Objectives Angiogenic gene therapy and cell-based therapy for peripheral arterial disease (PAD) have been studied intensively currently. This study aimed to investigate a new strategy whether combining mesenchymal stem cells (MSCs) transplantation with ex vivo human hepatocyte growth factor (HGF) gene transfer was more therapeutically efficient than the MSCs therapy alone in a rat model of hindlimb ischaemia.
Methods One-week after establishing hindlimb ischaemia models, Sprague-Dawley rats were randomised to receive HGF gene-modified MSCs transplantation (HGF-MSC group), untreated MSCs transplantation (MSC group), or PBS injection (PBS group), respectively.

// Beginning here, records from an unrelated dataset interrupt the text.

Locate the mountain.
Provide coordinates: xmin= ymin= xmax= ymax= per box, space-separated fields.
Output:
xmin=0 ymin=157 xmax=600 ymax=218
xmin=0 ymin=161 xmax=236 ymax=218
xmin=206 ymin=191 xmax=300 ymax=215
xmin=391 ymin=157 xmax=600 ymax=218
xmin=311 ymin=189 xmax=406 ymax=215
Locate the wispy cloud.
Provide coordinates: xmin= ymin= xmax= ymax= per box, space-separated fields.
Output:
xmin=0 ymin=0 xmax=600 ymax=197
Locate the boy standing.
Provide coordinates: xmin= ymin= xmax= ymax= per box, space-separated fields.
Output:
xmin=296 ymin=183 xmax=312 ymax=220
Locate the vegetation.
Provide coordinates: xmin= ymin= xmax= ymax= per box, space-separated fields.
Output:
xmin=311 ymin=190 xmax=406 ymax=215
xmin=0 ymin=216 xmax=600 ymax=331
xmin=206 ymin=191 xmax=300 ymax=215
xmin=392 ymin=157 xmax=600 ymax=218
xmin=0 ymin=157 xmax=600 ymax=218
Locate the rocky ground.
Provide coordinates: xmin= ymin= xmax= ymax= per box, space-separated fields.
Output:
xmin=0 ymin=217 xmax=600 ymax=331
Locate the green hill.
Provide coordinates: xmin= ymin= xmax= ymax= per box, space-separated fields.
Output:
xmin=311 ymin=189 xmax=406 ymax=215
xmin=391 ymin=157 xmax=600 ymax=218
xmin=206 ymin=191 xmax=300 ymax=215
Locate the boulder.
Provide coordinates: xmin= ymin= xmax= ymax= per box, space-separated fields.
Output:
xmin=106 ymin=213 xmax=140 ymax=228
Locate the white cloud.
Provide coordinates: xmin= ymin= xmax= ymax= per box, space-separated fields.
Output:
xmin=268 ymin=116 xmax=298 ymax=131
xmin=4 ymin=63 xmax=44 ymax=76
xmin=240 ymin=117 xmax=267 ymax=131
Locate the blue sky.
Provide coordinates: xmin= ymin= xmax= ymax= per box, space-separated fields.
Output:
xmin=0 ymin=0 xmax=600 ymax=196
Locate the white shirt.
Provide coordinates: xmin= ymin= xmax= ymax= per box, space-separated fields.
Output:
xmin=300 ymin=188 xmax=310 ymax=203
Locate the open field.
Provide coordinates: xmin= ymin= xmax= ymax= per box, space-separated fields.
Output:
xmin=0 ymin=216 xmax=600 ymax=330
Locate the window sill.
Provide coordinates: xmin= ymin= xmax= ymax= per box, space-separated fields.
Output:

Results Three-weeks after injection, angiogenesis was significantly induced by both MSCs and HGF-MSCs transplantation, and capillary density was the highest in the HGF-MSC group. The number of transplanted cell-derived endothelial cells was greater in HGF-MSC group than in MSC group after 1 week treatment. The expression of angiogenic cytokines such as HGF and VEGF in local ischaemic muscles was more abundant in HGF-MSC group than in the other two groups. In vitro, the conditioned media obtained from HGF-MSCs cultures presented proproliferative and promigratory effects on endothelial cells.
Conclusions HGF gene-modified MSCs transplantation therapy may induce more potent angiogenesis than the MSCs therapy alone. Engraftment of MSCs combined with angiogenic gene delivery maybe a promising therapeutic strategy for the treatment of severe PAD.